Every population suffered downturns. Some lasted only a few generations, while others went on for far longer. Around 8,200 years ago, the Near East suffered a population crash and did not recover for more than 2,000 years.
The ways in which people had lived led to different rhythms of collapse and growth. Societies that had raised livestock or farmed the land grew more quickly, but they also became more prone to downturns. Dr. Riris speculated that growing crops or tending herds of animals had made people more vulnerable to changes in the climate.
John Haldon, a historian at Princeton who was not involved in the new study, was struck by how many of the downturns coincided with climate change. “What it tells us is that climate is our biggest weak spot,” he said.
Dr. Riris and his colleagues looked for factors that explained why societies in some cases suffered long, deep downturns, while others experienced smaller drops in their populations and bounced back more quickly.

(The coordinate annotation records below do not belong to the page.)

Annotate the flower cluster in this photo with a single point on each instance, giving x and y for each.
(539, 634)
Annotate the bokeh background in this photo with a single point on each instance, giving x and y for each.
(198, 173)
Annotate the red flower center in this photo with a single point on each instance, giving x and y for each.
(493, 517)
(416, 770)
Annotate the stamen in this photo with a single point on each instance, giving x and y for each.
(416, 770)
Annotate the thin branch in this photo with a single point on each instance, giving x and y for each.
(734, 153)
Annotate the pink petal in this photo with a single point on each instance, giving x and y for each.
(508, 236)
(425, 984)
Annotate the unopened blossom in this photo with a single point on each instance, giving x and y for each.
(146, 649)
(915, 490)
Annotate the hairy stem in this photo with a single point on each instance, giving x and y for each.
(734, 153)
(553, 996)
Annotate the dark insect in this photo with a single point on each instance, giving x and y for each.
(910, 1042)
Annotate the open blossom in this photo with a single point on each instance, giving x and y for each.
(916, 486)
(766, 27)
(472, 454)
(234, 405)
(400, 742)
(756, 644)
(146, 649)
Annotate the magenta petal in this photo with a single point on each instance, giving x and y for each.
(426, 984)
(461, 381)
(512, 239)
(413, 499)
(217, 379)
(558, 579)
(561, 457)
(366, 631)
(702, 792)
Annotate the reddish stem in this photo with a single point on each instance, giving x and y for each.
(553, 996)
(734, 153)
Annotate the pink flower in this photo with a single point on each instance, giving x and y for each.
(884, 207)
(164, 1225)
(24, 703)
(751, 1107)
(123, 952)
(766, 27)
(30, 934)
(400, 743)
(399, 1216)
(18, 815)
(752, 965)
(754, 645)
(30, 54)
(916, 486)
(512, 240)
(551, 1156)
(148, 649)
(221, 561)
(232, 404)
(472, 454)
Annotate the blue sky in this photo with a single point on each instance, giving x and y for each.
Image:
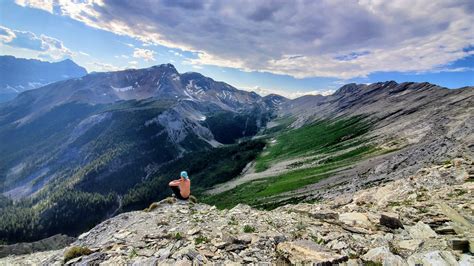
(267, 46)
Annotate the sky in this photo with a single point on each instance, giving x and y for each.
(269, 46)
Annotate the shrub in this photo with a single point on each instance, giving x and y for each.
(249, 229)
(178, 236)
(170, 200)
(200, 239)
(75, 252)
(153, 206)
(192, 199)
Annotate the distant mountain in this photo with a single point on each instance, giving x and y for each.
(363, 135)
(18, 74)
(92, 142)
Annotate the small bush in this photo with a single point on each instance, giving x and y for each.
(249, 229)
(133, 253)
(75, 252)
(170, 200)
(153, 206)
(233, 221)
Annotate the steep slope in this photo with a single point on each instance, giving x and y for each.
(361, 136)
(98, 139)
(18, 74)
(422, 219)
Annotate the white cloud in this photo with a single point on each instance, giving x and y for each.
(44, 46)
(145, 54)
(328, 38)
(286, 93)
(6, 35)
(103, 67)
(46, 5)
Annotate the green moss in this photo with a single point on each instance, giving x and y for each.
(317, 138)
(263, 192)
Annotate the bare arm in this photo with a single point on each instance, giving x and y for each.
(174, 183)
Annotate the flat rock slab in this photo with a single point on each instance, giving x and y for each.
(307, 252)
(355, 219)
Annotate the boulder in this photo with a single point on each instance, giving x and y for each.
(391, 220)
(355, 219)
(421, 231)
(383, 256)
(324, 215)
(433, 258)
(411, 245)
(466, 260)
(308, 252)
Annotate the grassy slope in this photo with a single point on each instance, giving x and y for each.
(339, 141)
(318, 138)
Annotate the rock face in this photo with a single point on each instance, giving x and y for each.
(347, 233)
(19, 74)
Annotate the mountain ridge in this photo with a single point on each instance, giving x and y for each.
(19, 74)
(109, 141)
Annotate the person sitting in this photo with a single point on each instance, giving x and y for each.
(181, 187)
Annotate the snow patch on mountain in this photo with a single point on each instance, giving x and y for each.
(123, 89)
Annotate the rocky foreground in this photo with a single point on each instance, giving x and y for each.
(425, 219)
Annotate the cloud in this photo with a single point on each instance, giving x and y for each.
(328, 38)
(288, 94)
(145, 54)
(104, 67)
(47, 47)
(6, 35)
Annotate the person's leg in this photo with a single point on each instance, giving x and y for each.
(176, 192)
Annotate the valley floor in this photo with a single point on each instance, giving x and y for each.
(426, 218)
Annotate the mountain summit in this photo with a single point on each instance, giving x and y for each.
(18, 74)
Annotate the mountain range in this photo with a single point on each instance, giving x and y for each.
(78, 151)
(18, 74)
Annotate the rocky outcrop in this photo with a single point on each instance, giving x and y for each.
(399, 223)
(50, 243)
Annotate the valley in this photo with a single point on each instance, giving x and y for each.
(82, 147)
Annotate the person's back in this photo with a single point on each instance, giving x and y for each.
(181, 187)
(185, 187)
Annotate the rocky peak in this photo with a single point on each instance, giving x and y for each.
(348, 89)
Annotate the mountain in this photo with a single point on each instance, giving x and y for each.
(319, 147)
(82, 150)
(20, 74)
(109, 141)
(411, 221)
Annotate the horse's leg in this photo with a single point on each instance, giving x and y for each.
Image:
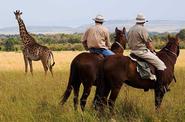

One feature that stood out was the frequency of downturns. You might expect that going through a lot of them would wear societies down, making them more vulnerable to new catastrophes. But the opposite seems to have occurred; societies that experienced frequent downturns went on to become more resilient, experiencing less severe falls and faster recoveries.
The study suggests that societies in the Korean Peninsula, the central plains of China and the Caribbean, in particular, displayed an enhanced ability to recover.

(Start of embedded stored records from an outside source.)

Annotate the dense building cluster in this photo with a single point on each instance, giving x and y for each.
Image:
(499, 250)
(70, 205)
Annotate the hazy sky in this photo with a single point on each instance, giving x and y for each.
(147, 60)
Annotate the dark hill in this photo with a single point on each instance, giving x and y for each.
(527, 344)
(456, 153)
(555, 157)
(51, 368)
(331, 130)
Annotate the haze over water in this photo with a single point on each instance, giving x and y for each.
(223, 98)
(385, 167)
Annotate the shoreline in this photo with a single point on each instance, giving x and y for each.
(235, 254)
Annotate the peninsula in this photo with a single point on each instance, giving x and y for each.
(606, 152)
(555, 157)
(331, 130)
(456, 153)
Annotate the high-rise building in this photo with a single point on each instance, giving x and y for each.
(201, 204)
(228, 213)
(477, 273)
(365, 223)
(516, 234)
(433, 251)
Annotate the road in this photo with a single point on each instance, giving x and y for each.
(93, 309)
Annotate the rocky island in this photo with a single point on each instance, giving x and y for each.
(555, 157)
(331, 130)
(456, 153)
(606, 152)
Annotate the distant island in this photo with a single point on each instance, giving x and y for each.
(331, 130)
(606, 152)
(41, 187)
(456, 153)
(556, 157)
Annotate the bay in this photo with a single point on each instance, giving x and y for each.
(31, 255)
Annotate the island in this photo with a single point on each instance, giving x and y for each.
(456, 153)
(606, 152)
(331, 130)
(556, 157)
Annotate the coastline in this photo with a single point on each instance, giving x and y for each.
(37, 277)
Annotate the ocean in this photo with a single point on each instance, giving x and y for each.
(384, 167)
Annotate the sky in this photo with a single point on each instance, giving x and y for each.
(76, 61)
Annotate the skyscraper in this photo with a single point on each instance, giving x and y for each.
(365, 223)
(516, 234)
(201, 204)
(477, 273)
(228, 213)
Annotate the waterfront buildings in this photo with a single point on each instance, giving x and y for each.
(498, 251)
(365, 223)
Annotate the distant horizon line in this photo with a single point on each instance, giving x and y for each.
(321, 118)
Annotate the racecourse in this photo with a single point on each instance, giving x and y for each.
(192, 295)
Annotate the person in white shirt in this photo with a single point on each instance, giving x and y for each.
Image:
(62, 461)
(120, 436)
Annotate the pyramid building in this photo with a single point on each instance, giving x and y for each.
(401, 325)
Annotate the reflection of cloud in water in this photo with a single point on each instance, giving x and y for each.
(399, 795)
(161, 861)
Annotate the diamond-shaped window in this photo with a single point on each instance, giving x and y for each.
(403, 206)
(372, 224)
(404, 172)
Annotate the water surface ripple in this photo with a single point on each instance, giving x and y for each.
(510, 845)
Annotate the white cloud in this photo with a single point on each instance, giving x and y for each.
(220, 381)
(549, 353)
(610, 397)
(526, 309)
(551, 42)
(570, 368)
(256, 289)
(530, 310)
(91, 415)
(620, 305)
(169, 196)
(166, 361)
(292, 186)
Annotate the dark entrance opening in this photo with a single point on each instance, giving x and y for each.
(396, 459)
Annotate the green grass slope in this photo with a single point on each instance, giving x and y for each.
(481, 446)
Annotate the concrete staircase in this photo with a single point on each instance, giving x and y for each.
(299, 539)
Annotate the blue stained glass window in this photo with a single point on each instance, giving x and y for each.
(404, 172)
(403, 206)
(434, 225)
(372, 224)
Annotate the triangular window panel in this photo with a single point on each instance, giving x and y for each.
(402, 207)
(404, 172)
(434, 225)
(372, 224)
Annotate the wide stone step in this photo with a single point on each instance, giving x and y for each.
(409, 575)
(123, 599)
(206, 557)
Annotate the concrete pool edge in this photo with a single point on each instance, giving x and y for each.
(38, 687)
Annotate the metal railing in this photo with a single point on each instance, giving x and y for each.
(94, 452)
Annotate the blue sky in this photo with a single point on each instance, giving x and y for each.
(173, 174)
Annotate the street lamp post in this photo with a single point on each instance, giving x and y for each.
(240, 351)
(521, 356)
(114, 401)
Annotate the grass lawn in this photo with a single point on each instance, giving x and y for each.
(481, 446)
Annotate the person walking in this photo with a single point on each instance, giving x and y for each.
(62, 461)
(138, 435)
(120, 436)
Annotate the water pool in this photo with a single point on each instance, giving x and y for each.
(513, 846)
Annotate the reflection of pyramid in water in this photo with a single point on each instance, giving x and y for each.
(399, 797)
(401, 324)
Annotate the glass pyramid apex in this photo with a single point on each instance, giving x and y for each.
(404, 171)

The pattern of increased resilience in the face of repeated stressors is similar to what ecologists see when they look at the history of forests. Ecosystems that go through frequent disturbances become the most resilient. People are not trees, of course, and so Dr. Riris and his colleagues are not sure why societies also show this pattern.
Dr. Riris speculated that during downturns, societies learn how to survive, and then pass that knowledge down to future generations.
“That led to innovations — or technologies or practices or behaviors or know-how or traditions — being adopted that enabled them to do better the next time something bad rolled around,” he said.
Today, as the planet enters a climate emergency, a number of researchers are looking for lessons from history. Dr. Riris was reluctant to give any advice based on the new analysis. If civilization is on the verge of a 500-year collapse, it won’t be much comfort to know that it could have been 1,000 years.
“We need to be clear about the success we’re talking about,” he said.
Dr. Haldon agreed that it’s hard to use such deep history to make decisions about current policies, which tend to focus on the near term.
“They may be completely correct that this is the way societies behave over 100,000 years, but it’s not going to help us at present,” Dr. Haldon said. “If we could plan 50,000 years ahead, we’d be in a great place.”